Fernando Redondo y Luis Mariano Minguela pudieron entrar en la política tras dejar de lado al deporte. De hecho, Minguela lo consiguió y Redondo no porque rechazó algunas de las propuestas que le trasladó una persona que, años más tarde, iba a ser clave en la vida de Minguela. "Corría el año 1992, cuando me dicen, desde el estadio, que me había llamado el alcalde, Tomás Rodríguez Bolaños. Pregunto la razón de la llamada y solo me comentan que le tengo que volver a llamar. Le llamo y me dice que se había enterado de que formaba parte de las listas del PP en el Ayuntamiento... Yo no me lo creía, no sabía absolutamente nada", recordó Minguela. 

Días más tarde, recibe otra llamada que da sentido al relato. "Adolfo García Díaz-Faes me llama y me dice que si me apetecería entrar en las listas y en el puesto que yo quiera. Era el año 1991", explicó. El exjugador se negó a entrar en política, ya que aún no se había retirado, algo que iba a hacer 365 días después. Tomás Villanueva, la misma persona que invitó a Redondo a que fuera concejal, se acuerda de Minguela y le dice que "vaya en las listas de la Junta Directiva del partido a nivel provincial"

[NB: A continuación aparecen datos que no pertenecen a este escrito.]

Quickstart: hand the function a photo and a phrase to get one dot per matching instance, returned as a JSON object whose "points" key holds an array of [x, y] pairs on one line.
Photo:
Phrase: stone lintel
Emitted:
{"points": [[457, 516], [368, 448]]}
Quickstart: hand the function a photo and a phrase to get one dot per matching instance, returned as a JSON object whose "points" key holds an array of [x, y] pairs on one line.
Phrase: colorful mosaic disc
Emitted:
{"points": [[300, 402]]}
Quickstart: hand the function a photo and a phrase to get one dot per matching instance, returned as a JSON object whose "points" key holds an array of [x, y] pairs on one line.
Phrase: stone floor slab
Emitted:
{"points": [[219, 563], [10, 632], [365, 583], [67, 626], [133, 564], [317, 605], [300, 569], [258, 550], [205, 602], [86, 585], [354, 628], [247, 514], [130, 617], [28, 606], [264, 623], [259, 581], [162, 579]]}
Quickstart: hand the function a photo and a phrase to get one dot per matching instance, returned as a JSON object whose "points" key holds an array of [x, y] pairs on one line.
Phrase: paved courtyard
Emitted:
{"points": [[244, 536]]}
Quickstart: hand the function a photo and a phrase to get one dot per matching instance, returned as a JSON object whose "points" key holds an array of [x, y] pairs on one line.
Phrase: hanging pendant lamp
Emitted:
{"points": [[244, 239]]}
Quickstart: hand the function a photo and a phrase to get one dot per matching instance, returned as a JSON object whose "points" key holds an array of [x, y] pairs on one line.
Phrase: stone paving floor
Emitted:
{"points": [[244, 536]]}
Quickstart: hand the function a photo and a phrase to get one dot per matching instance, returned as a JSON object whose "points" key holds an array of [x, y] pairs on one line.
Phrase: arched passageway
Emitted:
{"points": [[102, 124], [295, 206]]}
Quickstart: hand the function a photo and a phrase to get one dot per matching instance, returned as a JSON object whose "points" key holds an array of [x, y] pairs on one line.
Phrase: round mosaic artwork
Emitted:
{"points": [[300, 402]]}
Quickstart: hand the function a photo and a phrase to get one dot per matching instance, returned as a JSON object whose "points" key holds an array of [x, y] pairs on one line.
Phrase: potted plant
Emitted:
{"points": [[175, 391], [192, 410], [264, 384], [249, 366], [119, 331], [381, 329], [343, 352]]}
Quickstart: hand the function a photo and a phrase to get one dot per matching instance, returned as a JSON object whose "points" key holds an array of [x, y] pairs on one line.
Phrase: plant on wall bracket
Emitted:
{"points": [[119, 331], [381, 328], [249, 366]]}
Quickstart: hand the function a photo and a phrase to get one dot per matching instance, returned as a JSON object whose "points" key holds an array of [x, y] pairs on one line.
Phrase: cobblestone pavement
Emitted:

"En el 1995 ya fui en las listas de Javier León de la Riva. Estuve 12 años de concejal. Me mandaron a Laguna porque vivía en el Pinar de Antequera. El primer año ganamos las elecciones, pero dimos la Alcaldía a Independientes para no ir a la oposición. Fui alcalde ya en las siguientes elecciones, pero fueron los peores cuatro años de mi vida", añadió Minguela con una sonrisa. "He sufrido más de político que de futbolista", concluyó.

EL REAL VALLADOLID ACTUAL Y LA CONTINUIDAD DE RONALDO

Redondo y Minguela creen que el Club "se tiene que reforzar y bastante" para conseguir la permanencia en LaLiga EA Sports 2024/2025. Según Minguela, el equipo confeccionado en LaLiga Hypermotion "no es un equipo para Primera División". De hecho, considera que "la Segunda este año ha sido muy flojita".

Redondo, por su parte, asegura "que hay que mejorar" al equipo para que este "pueda competir". Para ambos, el Club necesita consolidarse en Primera para que no juegue "tanto con fuego" con ascensos y descensos de por medio.  Sobre el presidente, Ronaldo Nazário, tienen la sensación de que venderá el Club. "Si dijo que tenía ofertas... por algo será", sentenciaron.